Pero ¿qué le diría cuando por fin se diera cuenta? ¿Que lo había perdido? ¿Que se me había escapado? La idea de mentirle me daba asco, pero decirle la verdad era aún peor.
Todo el día, me moví por la casa como un fantasma, repitiendo explicaciones en mi cabeza, cada una más patética que la anterior. Al caer la noche, oí un portazo afuera. Mi corazón se aceleró.
Cuando abrí la puerta, mi esposo no estaba solo. Su padre, Peter, estaba junto a él.

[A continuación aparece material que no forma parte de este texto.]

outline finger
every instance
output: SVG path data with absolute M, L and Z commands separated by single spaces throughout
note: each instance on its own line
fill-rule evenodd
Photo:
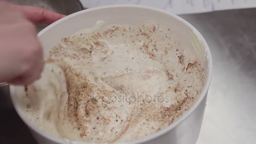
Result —
M 65 16 L 40 7 L 19 5 L 14 7 L 23 13 L 29 20 L 37 24 L 51 24 Z
M 30 73 L 32 75 L 25 74 L 20 76 L 11 80 L 10 83 L 15 85 L 28 85 L 40 78 L 40 71 L 41 70 L 37 72 L 33 71 L 33 73 Z
M 39 61 L 25 73 L 11 80 L 10 83 L 21 85 L 28 85 L 32 84 L 41 77 L 44 64 L 43 61 Z

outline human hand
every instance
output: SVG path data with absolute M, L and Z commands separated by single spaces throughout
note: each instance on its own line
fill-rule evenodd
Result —
M 64 16 L 44 8 L 0 2 L 0 82 L 27 85 L 39 79 L 43 53 L 35 24 Z

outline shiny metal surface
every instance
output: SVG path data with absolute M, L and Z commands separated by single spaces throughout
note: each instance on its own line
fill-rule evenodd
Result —
M 197 144 L 256 144 L 256 9 L 184 15 L 211 49 L 213 75 Z
M 197 144 L 256 144 L 255 13 L 256 9 L 250 9 L 181 16 L 203 35 L 213 59 L 213 76 Z M 34 144 L 15 111 L 4 112 L 0 143 Z M 10 128 L 15 131 L 8 132 Z

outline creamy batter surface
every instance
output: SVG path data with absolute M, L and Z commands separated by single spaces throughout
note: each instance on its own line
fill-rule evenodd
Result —
M 198 97 L 195 53 L 152 22 L 106 25 L 63 38 L 21 107 L 47 133 L 70 141 L 135 140 L 170 125 Z

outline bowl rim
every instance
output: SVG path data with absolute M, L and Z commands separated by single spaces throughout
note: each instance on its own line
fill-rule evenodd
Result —
M 97 7 L 93 8 L 90 8 L 87 9 L 83 10 L 71 14 L 67 16 L 64 18 L 59 19 L 53 24 L 49 25 L 47 27 L 41 31 L 40 31 L 37 34 L 38 37 L 40 37 L 43 35 L 48 30 L 54 27 L 55 26 L 59 24 L 64 21 L 65 21 L 68 20 L 70 19 L 81 14 L 83 14 L 84 13 L 87 13 L 90 11 L 95 11 L 99 10 L 108 9 L 108 8 L 136 8 L 139 9 L 141 9 L 142 10 L 147 10 L 152 11 L 154 11 L 156 12 L 162 13 L 163 14 L 168 15 L 169 16 L 173 17 L 178 21 L 179 21 L 181 23 L 184 24 L 187 27 L 189 28 L 190 29 L 192 30 L 192 31 L 196 34 L 197 38 L 200 40 L 200 43 L 203 46 L 205 51 L 205 53 L 207 55 L 207 65 L 208 67 L 208 71 L 207 73 L 207 77 L 205 79 L 204 85 L 202 91 L 199 96 L 199 97 L 197 99 L 195 102 L 194 104 L 190 107 L 189 109 L 184 113 L 182 115 L 178 120 L 173 122 L 169 126 L 163 128 L 162 129 L 155 132 L 149 136 L 144 136 L 141 139 L 137 139 L 133 141 L 129 142 L 119 142 L 117 143 L 117 144 L 141 144 L 145 143 L 153 139 L 156 139 L 165 134 L 168 133 L 169 131 L 171 131 L 173 128 L 177 127 L 179 124 L 182 122 L 188 116 L 195 110 L 196 108 L 197 107 L 199 104 L 203 101 L 203 99 L 205 96 L 206 96 L 208 89 L 210 86 L 211 83 L 211 81 L 212 77 L 212 56 L 211 51 L 209 48 L 208 45 L 207 44 L 205 40 L 203 38 L 202 35 L 195 28 L 192 24 L 189 23 L 188 22 L 181 18 L 180 17 L 174 14 L 172 14 L 168 12 L 163 10 L 157 8 L 152 8 L 149 6 L 143 6 L 140 5 L 108 5 L 106 6 Z M 18 115 L 21 118 L 22 120 L 24 123 L 29 127 L 29 128 L 35 132 L 36 132 L 38 134 L 43 136 L 45 138 L 50 140 L 52 141 L 54 141 L 56 143 L 68 143 L 67 142 L 65 142 L 66 141 L 64 140 L 64 139 L 61 139 L 59 138 L 56 138 L 52 136 L 51 136 L 47 134 L 45 132 L 43 131 L 42 130 L 39 129 L 39 128 L 37 128 L 35 125 L 29 121 L 27 118 L 24 115 L 22 115 L 21 110 L 20 109 L 18 108 L 16 101 L 13 100 L 14 99 L 13 98 L 13 93 L 14 90 L 14 86 L 13 85 L 10 85 L 10 93 L 11 97 L 11 99 L 13 106 L 17 111 Z M 91 143 L 90 142 L 81 142 L 81 144 L 88 144 Z

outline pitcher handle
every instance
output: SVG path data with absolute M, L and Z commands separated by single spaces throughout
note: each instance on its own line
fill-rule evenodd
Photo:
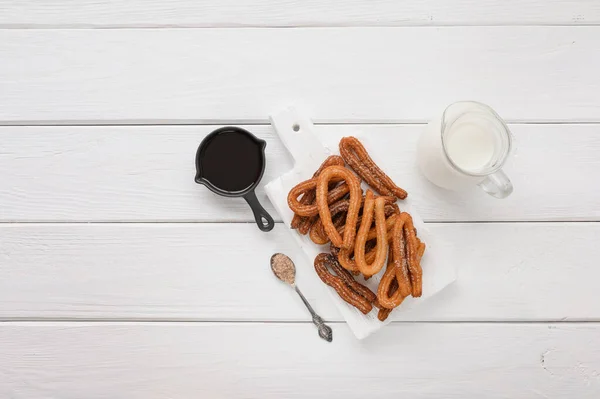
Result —
M 513 185 L 502 170 L 487 176 L 479 183 L 479 187 L 492 197 L 500 199 L 508 197 L 513 192 Z

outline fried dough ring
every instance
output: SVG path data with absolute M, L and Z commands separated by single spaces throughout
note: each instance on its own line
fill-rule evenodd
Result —
M 373 162 L 365 147 L 356 137 L 344 137 L 340 140 L 340 155 L 379 194 L 393 195 L 400 199 L 404 199 L 408 195 Z
M 334 167 L 348 170 L 342 166 L 334 166 Z M 352 173 L 349 170 L 348 170 L 348 172 Z M 356 176 L 354 176 L 354 177 L 356 178 Z M 288 194 L 288 206 L 290 207 L 292 212 L 294 212 L 295 214 L 300 215 L 300 216 L 309 216 L 309 217 L 316 216 L 319 214 L 319 208 L 316 203 L 303 205 L 298 200 L 298 197 L 300 195 L 304 195 L 304 194 L 310 192 L 311 190 L 315 190 L 317 187 L 317 181 L 318 181 L 318 178 L 313 177 L 312 179 L 305 180 L 302 183 L 297 184 L 290 190 L 290 192 Z M 332 182 L 337 182 L 337 181 L 340 181 L 340 179 L 337 179 L 337 180 L 332 179 Z M 359 189 L 360 189 L 360 185 L 359 185 Z M 346 194 L 348 194 L 349 191 L 350 191 L 350 188 L 348 187 L 348 184 L 346 184 L 346 183 L 342 183 L 339 186 L 336 186 L 332 190 L 328 191 L 327 204 L 333 204 L 335 201 L 342 199 Z
M 319 254 L 315 258 L 315 271 L 325 284 L 336 290 L 340 298 L 360 310 L 362 313 L 369 313 L 373 309 L 371 302 L 352 289 L 352 287 L 345 282 L 346 277 L 340 277 L 339 275 L 334 276 L 329 272 L 328 268 L 334 268 L 336 263 L 337 261 L 333 255 L 326 253 Z
M 325 229 L 325 233 L 335 246 L 346 249 L 351 248 L 354 245 L 354 238 L 356 236 L 356 221 L 358 219 L 358 211 L 360 209 L 360 203 L 362 200 L 360 181 L 358 180 L 358 177 L 342 166 L 329 166 L 328 168 L 325 168 L 317 179 L 317 207 L 319 210 L 319 217 L 321 218 L 323 228 Z M 348 206 L 346 228 L 343 238 L 333 225 L 333 221 L 331 220 L 331 212 L 329 211 L 328 185 L 333 179 L 345 181 L 350 191 L 350 204 Z
M 394 309 L 400 306 L 406 296 L 402 296 L 398 289 L 398 279 L 396 278 L 395 260 L 391 257 L 388 260 L 387 269 L 377 287 L 377 299 L 383 308 Z M 393 289 L 393 287 L 396 289 Z
M 377 197 L 376 197 L 377 198 Z M 393 226 L 394 219 L 390 219 L 391 216 L 396 213 L 400 213 L 398 209 L 398 205 L 393 202 L 396 200 L 395 197 L 382 197 L 385 198 L 385 216 L 387 229 L 391 229 Z M 363 198 L 364 199 L 364 198 Z M 348 200 L 339 200 L 332 205 L 329 206 L 329 211 L 331 212 L 331 218 L 333 220 L 333 225 L 336 227 L 337 232 L 340 235 L 344 235 L 344 222 L 345 222 L 345 212 L 348 211 L 348 206 L 350 201 Z M 361 208 L 362 209 L 362 208 Z M 357 224 L 360 225 L 362 220 L 362 216 L 358 217 Z M 367 236 L 367 241 L 372 240 L 377 236 L 377 230 L 372 228 L 369 231 L 369 235 Z M 325 234 L 325 229 L 323 228 L 323 222 L 320 218 L 317 217 L 317 220 L 310 228 L 310 239 L 317 245 L 324 245 L 329 242 L 329 237 Z
M 390 217 L 388 217 L 385 220 L 386 228 L 388 230 L 388 234 L 387 234 L 388 242 L 389 242 L 389 240 L 392 239 L 392 234 L 391 234 L 390 230 L 394 227 L 397 217 L 398 217 L 398 214 L 392 214 L 392 215 L 390 215 Z M 367 234 L 367 244 L 365 245 L 365 252 L 367 253 L 365 255 L 365 260 L 368 264 L 371 264 L 375 261 L 377 251 L 376 251 L 375 247 L 369 248 L 370 247 L 369 244 L 376 237 L 377 237 L 377 227 L 373 227 L 371 230 L 369 230 L 369 234 Z M 331 245 L 330 251 L 332 254 L 334 254 L 338 257 L 338 261 L 346 270 L 351 271 L 351 272 L 358 272 L 358 266 L 356 265 L 356 261 L 355 261 L 355 259 L 352 259 L 352 256 L 354 254 L 353 250 L 340 249 L 338 247 L 335 247 L 334 245 Z M 368 277 L 370 277 L 370 276 L 368 276 Z
M 383 198 L 374 199 L 373 192 L 367 191 L 365 198 L 365 206 L 363 208 L 362 222 L 358 230 L 356 237 L 356 244 L 354 246 L 354 258 L 356 259 L 356 266 L 358 270 L 366 277 L 373 276 L 379 273 L 383 268 L 385 259 L 388 253 L 388 241 L 387 241 L 387 228 L 385 222 L 385 200 Z M 367 236 L 371 229 L 371 223 L 373 221 L 373 214 L 375 214 L 375 228 L 377 229 L 377 247 L 375 260 L 372 263 L 367 263 L 365 259 L 365 244 L 367 243 Z
M 313 177 L 318 177 L 323 171 L 323 169 L 332 165 L 344 166 L 344 159 L 339 155 L 331 155 L 327 157 L 327 159 L 323 161 L 321 166 L 319 166 L 319 169 L 317 169 L 317 171 L 313 174 Z M 310 205 L 315 202 L 316 196 L 317 193 L 315 190 L 308 191 L 302 195 L 299 202 L 301 205 Z M 292 218 L 292 223 L 290 227 L 292 229 L 298 229 L 298 232 L 304 235 L 308 233 L 310 227 L 314 224 L 315 221 L 316 216 L 307 217 L 300 216 L 294 213 L 294 217 Z

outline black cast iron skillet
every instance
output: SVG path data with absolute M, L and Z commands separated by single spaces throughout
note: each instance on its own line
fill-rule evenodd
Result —
M 202 140 L 196 153 L 196 183 L 224 197 L 243 197 L 258 228 L 271 231 L 275 223 L 254 189 L 265 172 L 267 143 L 239 127 L 222 127 Z

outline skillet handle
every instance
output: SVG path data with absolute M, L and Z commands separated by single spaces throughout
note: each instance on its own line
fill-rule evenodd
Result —
M 256 224 L 258 228 L 262 231 L 271 231 L 275 226 L 275 222 L 269 213 L 262 207 L 260 202 L 258 202 L 258 198 L 256 198 L 256 194 L 254 190 L 250 191 L 248 194 L 244 195 L 244 199 L 250 205 L 252 212 L 254 212 L 254 219 L 256 220 Z

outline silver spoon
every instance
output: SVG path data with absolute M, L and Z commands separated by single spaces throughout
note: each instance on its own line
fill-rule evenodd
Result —
M 315 313 L 312 306 L 310 306 L 296 285 L 296 266 L 294 265 L 294 262 L 292 262 L 287 255 L 281 253 L 274 254 L 271 256 L 271 270 L 273 270 L 273 273 L 278 279 L 291 285 L 296 290 L 298 295 L 300 295 L 300 299 L 302 299 L 302 302 L 304 302 L 304 305 L 312 315 L 313 323 L 319 329 L 319 337 L 327 342 L 331 342 L 333 340 L 333 331 L 331 331 L 331 327 L 326 325 L 321 316 Z

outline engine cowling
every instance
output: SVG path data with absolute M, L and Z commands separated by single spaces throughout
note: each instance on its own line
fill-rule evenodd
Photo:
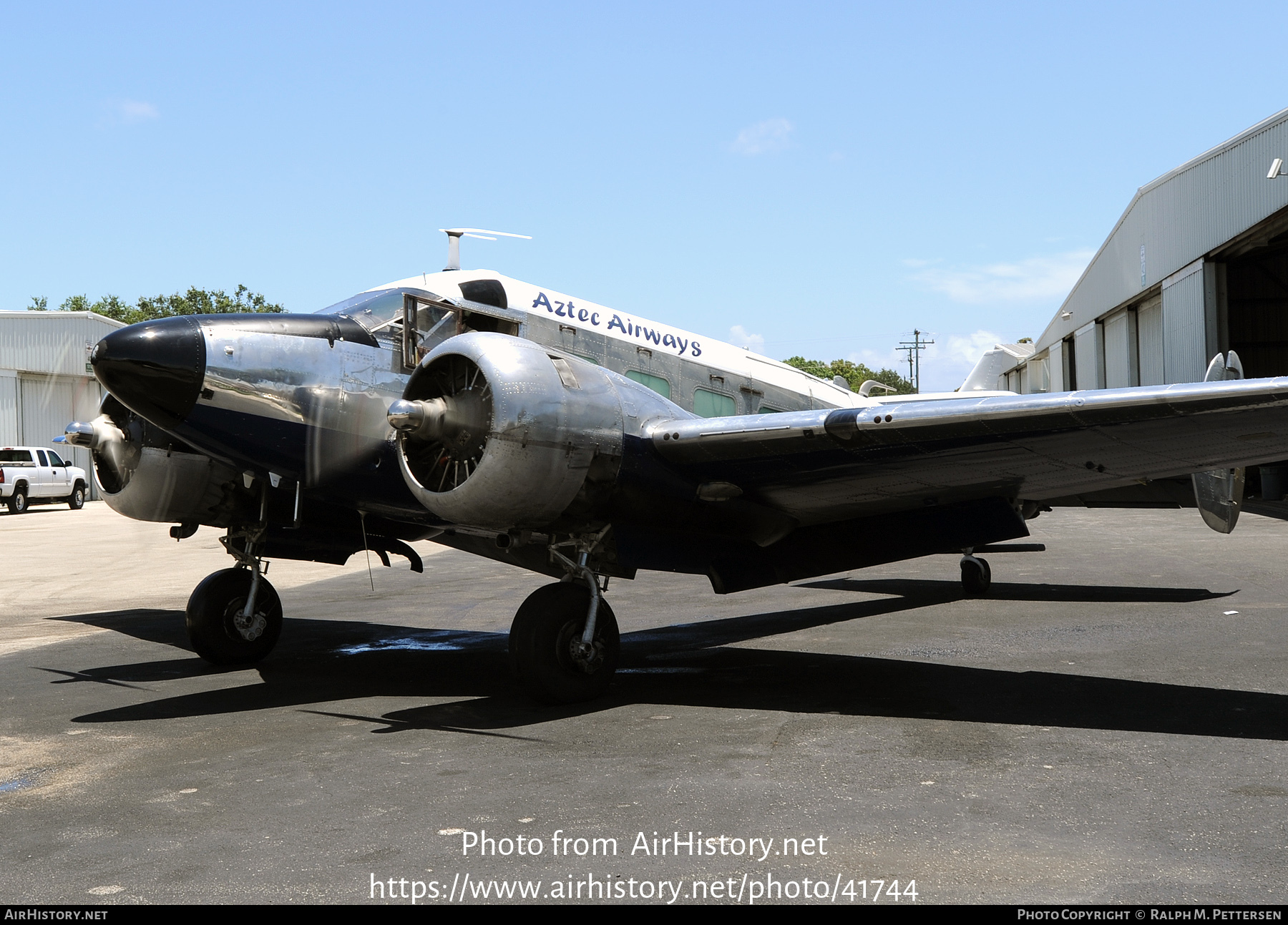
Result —
M 107 506 L 135 520 L 222 522 L 237 473 L 187 447 L 108 396 L 103 414 L 67 425 L 67 442 L 93 452 L 94 479 Z
M 545 527 L 568 509 L 592 465 L 616 474 L 623 383 L 634 385 L 520 338 L 451 338 L 421 361 L 389 408 L 403 478 L 426 509 L 452 523 Z M 674 406 L 648 394 L 643 401 L 659 416 L 671 414 Z M 639 401 L 632 397 L 632 421 Z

Y en la mano de Peter había una pequeña caja de terciopelo para anillos.
Mi corazón saltó a mi garganta.
“¿Podemos entrar?” preguntó Adam con expresión indescifrable.
Ambos entraron y Peter colocó la caja sobre la mesa de café como si pesara 100 libras.
Nadie habló durante un buen rato. Entonces Peter se aclaró la garganta.
“Anoche vi el anillo en la mano de Diane y supe exactamente lo que hacía”, dijo, con su rostro habitualmente jovial serio. “Y no estuve de acuerdo. Llamé a Adam esta mañana”.
Adam aprieta la mandíbula. “Papá me lo contó todo. ¿Por qué no dijiste nada, Mia?”
Bajé la mirada a mis manos. «No quise causar problemas. Me hizo sentir como… como si no lo mereciera».
—Es ridículo —dijo Adam, alzando la voz—. Te di ese anillo porque te quiero. Es tuyo.
Peter asiente. «Después de que se fueran, confronté a Diane. Ella admitió haberte acorralado y haberte obligado a entregar el anillo». Su rostro se ensombreció. «No creía que debieras tener algo tan valioso, considerando tu origen».